Based on the agreement recommended Tuesday night, April 28, the Town would allow Fish and Game unrestricted access to town-owned parcels to monitor endangered wildlife and would provide support for the project.
A draft of the memorandum was presented at the Commission’s March 24 meeting, at which Commissioner Mike Speltz asked that language be added to the memorandum stating the Commission will work with Fish and Game to secure funding for the projects and implement a plan, but that the Town will not be responsible for funding any projects with town resources.
The revised memorandum, as accepted, states “the Town is not obligated to provide funding from municipal resources.”
Speltz told the Commission the memorandum also features additional language that says Fish and Game will provide for management of habitat and request approval for any substantial improvements; and the Town will inform Fish and Game if activities on conservation parcels may impact their habitat management efforts.
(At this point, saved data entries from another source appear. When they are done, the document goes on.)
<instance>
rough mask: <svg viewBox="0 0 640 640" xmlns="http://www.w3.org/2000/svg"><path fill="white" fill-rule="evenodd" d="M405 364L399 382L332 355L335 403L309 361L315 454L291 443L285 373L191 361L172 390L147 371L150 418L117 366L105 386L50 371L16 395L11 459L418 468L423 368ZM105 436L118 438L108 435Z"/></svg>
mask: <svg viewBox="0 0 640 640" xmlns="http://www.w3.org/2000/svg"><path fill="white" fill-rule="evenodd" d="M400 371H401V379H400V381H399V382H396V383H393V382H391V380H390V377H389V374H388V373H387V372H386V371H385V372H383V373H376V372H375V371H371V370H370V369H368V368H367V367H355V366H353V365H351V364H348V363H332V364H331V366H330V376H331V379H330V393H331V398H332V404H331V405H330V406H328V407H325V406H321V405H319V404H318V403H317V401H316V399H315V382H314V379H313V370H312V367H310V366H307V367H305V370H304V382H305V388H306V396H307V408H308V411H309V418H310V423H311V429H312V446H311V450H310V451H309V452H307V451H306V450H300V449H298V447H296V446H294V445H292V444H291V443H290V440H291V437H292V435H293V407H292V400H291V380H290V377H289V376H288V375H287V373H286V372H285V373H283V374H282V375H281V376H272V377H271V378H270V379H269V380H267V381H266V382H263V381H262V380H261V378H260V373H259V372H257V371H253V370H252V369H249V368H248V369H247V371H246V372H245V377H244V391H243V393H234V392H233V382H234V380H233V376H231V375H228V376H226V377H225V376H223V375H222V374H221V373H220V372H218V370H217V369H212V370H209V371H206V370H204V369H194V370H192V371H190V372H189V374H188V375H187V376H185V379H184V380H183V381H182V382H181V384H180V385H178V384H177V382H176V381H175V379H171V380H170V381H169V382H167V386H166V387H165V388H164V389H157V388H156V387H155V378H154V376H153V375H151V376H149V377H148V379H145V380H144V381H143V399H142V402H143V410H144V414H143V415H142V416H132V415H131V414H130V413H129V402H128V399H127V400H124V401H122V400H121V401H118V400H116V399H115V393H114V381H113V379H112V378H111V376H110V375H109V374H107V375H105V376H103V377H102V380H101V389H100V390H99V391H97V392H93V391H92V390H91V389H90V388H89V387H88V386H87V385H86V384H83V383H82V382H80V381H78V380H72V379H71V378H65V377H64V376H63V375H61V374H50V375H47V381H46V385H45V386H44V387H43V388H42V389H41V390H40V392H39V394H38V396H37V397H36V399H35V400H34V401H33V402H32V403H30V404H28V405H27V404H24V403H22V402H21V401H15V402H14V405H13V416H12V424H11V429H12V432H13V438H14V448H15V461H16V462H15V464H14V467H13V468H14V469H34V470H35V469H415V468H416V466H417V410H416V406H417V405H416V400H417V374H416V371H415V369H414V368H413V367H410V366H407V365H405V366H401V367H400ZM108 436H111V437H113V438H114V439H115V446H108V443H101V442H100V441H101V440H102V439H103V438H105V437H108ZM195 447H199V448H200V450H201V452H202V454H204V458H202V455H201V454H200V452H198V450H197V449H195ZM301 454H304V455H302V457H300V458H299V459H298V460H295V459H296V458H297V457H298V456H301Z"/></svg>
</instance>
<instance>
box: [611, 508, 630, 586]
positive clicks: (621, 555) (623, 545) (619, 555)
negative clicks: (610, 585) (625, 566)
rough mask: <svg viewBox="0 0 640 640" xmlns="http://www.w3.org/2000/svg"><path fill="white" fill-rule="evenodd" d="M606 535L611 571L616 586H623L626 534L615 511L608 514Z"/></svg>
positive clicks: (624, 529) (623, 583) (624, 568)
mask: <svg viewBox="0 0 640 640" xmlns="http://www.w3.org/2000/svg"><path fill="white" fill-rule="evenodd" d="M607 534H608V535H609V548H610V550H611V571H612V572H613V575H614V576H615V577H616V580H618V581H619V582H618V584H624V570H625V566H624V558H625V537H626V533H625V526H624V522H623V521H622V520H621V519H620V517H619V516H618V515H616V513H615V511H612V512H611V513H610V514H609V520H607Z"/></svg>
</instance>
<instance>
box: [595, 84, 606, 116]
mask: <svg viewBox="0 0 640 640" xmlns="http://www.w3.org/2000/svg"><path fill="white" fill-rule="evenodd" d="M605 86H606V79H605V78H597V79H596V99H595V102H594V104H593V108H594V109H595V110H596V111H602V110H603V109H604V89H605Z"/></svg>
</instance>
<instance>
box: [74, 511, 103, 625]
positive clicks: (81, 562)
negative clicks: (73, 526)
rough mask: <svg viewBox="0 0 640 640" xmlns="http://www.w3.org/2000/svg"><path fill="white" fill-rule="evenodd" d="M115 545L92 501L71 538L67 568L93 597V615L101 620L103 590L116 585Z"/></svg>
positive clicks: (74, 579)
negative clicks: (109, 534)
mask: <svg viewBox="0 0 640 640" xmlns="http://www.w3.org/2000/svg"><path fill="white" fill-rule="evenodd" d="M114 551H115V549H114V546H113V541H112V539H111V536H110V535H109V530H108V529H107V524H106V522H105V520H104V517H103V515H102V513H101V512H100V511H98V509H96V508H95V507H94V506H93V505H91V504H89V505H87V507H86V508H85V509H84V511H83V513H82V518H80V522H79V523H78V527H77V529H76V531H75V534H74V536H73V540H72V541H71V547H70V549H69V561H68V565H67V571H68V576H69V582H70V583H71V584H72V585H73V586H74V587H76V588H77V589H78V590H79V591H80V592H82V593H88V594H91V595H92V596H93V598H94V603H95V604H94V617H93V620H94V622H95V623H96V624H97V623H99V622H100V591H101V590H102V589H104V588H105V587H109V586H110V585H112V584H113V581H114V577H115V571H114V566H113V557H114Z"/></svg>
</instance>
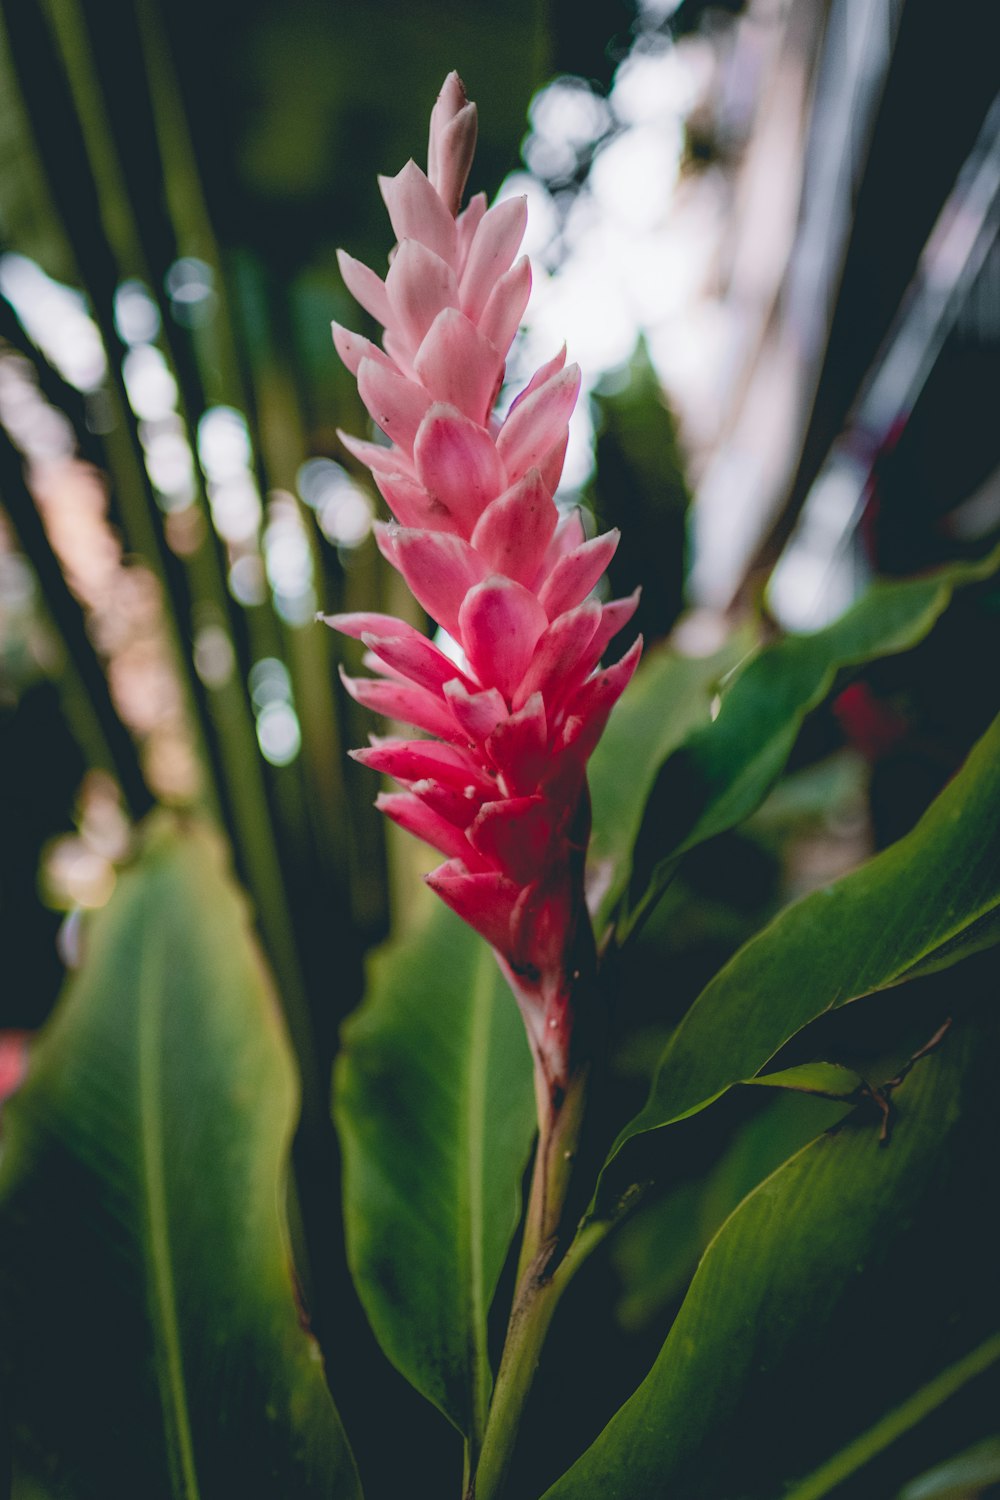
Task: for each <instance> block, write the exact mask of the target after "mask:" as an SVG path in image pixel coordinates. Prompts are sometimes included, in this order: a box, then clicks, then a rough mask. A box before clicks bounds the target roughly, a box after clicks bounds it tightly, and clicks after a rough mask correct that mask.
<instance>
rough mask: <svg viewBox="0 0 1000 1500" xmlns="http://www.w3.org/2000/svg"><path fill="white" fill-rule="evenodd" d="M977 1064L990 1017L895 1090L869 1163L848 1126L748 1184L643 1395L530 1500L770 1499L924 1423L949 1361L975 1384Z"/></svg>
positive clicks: (868, 1136) (999, 1099)
mask: <svg viewBox="0 0 1000 1500" xmlns="http://www.w3.org/2000/svg"><path fill="white" fill-rule="evenodd" d="M996 1068H997V1020H996V1017H991V1019H990V1020H988V1022H982V1023H973V1022H967V1023H966V1025H964V1026H961V1028H958V1029H955V1031H954V1032H952V1034H951V1035H949V1038H948V1041H945V1044H943V1046H942V1047H940V1049H939V1052H936V1053H934V1055H931V1056H927V1058H924V1059H922V1061H921V1062H919V1064H918V1065H916V1067H915V1070H913V1071H912V1074H910V1076H909V1079H907V1080H906V1083H904V1085H903V1086H901V1088H900V1089H898V1092H897V1103H898V1122H897V1130H895V1134H894V1137H892V1142H891V1145H889V1146H888V1148H880V1146H879V1143H877V1131H876V1130H874V1127H873V1125H871V1124H859V1122H855V1124H853V1125H849V1127H844V1128H841V1131H840V1133H835V1134H828V1136H823V1137H820V1139H819V1140H816V1142H814V1143H813V1145H810V1146H807V1148H805V1149H804V1151H801V1152H799V1154H798V1155H796V1157H793V1158H792V1160H790V1161H789V1163H786V1164H784V1166H783V1167H780V1169H778V1170H777V1172H775V1173H774V1175H772V1176H769V1178H768V1179H766V1181H765V1182H762V1185H760V1187H759V1188H757V1190H756V1191H754V1193H751V1194H750V1196H748V1197H747V1199H745V1200H744V1203H742V1205H741V1206H739V1208H738V1209H736V1212H735V1214H732V1215H730V1218H729V1220H727V1221H726V1224H724V1226H723V1229H721V1230H720V1233H718V1235H717V1236H715V1239H714V1241H712V1244H711V1245H709V1248H708V1251H706V1254H705V1257H703V1260H702V1263H700V1266H699V1271H697V1274H696V1277H694V1281H693V1283H691V1289H690V1292H688V1295H687V1298H685V1301H684V1304H682V1307H681V1311H679V1314H678V1317H676V1320H675V1323H673V1328H672V1329H670V1334H669V1337H667V1341H666V1344H664V1347H663V1350H661V1353H660V1356H658V1359H657V1362H655V1365H654V1368H652V1371H651V1373H649V1376H648V1377H646V1380H645V1382H643V1385H642V1386H640V1388H639V1391H637V1392H636V1394H634V1395H633V1397H631V1398H630V1401H628V1403H627V1404H625V1406H624V1407H622V1409H621V1412H619V1413H618V1415H616V1416H615V1418H613V1419H612V1422H610V1424H609V1427H607V1428H606V1430H604V1433H603V1434H601V1436H600V1437H598V1439H597V1442H595V1443H594V1445H592V1446H591V1448H589V1449H588V1451H586V1452H585V1454H583V1457H582V1458H580V1460H579V1461H577V1463H576V1464H574V1466H573V1469H571V1470H570V1472H568V1473H567V1475H564V1478H562V1479H561V1481H558V1482H556V1485H555V1487H553V1488H552V1490H550V1491H549V1496H547V1500H592V1497H595V1496H600V1497H601V1500H661V1497H664V1496H672V1497H678V1500H681V1497H688V1496H690V1497H694V1496H697V1500H733V1497H735V1496H739V1497H741V1500H775V1497H777V1496H780V1494H783V1493H784V1487H786V1485H787V1484H789V1482H790V1481H795V1479H798V1478H799V1476H802V1475H805V1473H810V1472H813V1473H814V1472H816V1469H817V1464H819V1463H820V1461H826V1460H828V1458H829V1455H831V1454H832V1452H837V1451H840V1449H841V1448H844V1445H850V1443H852V1440H855V1439H856V1436H858V1434H859V1433H865V1431H867V1430H870V1428H871V1425H873V1422H874V1421H877V1419H879V1418H882V1416H883V1415H885V1413H886V1412H891V1410H892V1409H897V1407H900V1403H903V1401H906V1400H907V1398H912V1397H913V1395H915V1394H918V1392H919V1394H921V1400H922V1406H921V1407H919V1412H918V1407H915V1409H913V1410H915V1412H918V1415H922V1416H927V1415H928V1412H930V1410H931V1409H933V1404H928V1398H927V1391H928V1388H930V1383H931V1382H934V1380H936V1377H939V1376H940V1373H942V1371H952V1377H951V1379H943V1380H942V1382H940V1385H939V1388H937V1394H939V1398H940V1401H945V1400H948V1398H949V1397H951V1395H954V1392H955V1391H957V1389H958V1388H960V1386H961V1380H960V1382H958V1383H957V1380H955V1379H954V1373H955V1371H957V1370H958V1373H960V1376H961V1374H963V1365H961V1362H963V1361H966V1359H967V1356H970V1358H972V1367H970V1370H969V1371H967V1373H966V1374H967V1377H969V1379H972V1376H975V1374H978V1373H982V1371H984V1370H987V1368H988V1364H990V1361H987V1359H985V1356H984V1355H982V1350H984V1347H987V1346H984V1343H982V1341H984V1337H987V1335H991V1334H993V1332H994V1329H996V1328H997V1326H999V1325H997V1320H999V1319H1000V1289H999V1287H997V1278H996V1263H997V1256H999V1254H1000V1221H999V1220H997V1217H996V1214H994V1205H993V1176H991V1166H990V1163H993V1160H996V1152H997V1149H999V1148H1000V1095H999V1094H997V1089H996ZM976 1352H978V1353H976ZM931 1394H933V1392H931ZM903 1431H906V1425H898V1427H897V1428H895V1436H900V1433H903ZM877 1451H879V1449H877V1446H870V1448H868V1449H867V1451H859V1452H858V1454H856V1458H858V1463H859V1464H861V1463H865V1461H867V1460H870V1458H873V1457H874V1455H876V1452H877ZM855 1467H858V1466H855ZM846 1473H850V1467H847V1469H843V1467H841V1469H838V1470H837V1472H835V1473H834V1472H832V1470H831V1488H832V1487H834V1482H838V1481H840V1479H843V1478H844V1475H846ZM904 1478H906V1470H904ZM826 1493H828V1490H826V1488H811V1490H808V1494H810V1500H816V1497H819V1496H820V1494H826ZM858 1493H859V1494H885V1493H889V1490H888V1487H886V1485H874V1487H871V1488H868V1490H861V1491H858ZM796 1494H798V1491H796Z"/></svg>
“If they think we’re doing something that is going to mess up their work, they can let us know; and we can let them know if their work will interfere with our activities,” Speltz said.
With three properties Fish and Game is considering for habitat management located behind the schools in the center of town, Speltz told the Commission he is trying to arrange a meeting between Fish and Game and the Londonderry School District.
“They have agreed to add a signature box (to the memorandum of understanding) for the School District,” he said, noting the memorandum of agreement still must be reviewed by the Town Attorney, as well as the School District and the School District’s attorney.
Fish and Game’s attorney has approved the memorandum.
Additionally, Speltz said the Commission will have a chance to provide input after Fish and Game determines where it plans to complete habitat work within conservation properties identified for the project.
Member Mike Considine expressed concern that areas identified in the Musquash for clearing to create habitat for New England cottontail will become target shooting ranges by opening up more land.
“Fish and Game shares with us a responsibility to monitor target shooting,” Speltz said.
“I’m not sure there’s much they can do about what’s going on there right now,” Considine said.
“This doesn’t commit us to a time frame, only to the concept of doing it,” Speltz said of the memorandum.
Several members agreed that whether or not the clearing can be completed this fall will likely be dependent upon the town’s managing target shooting in the Musquash.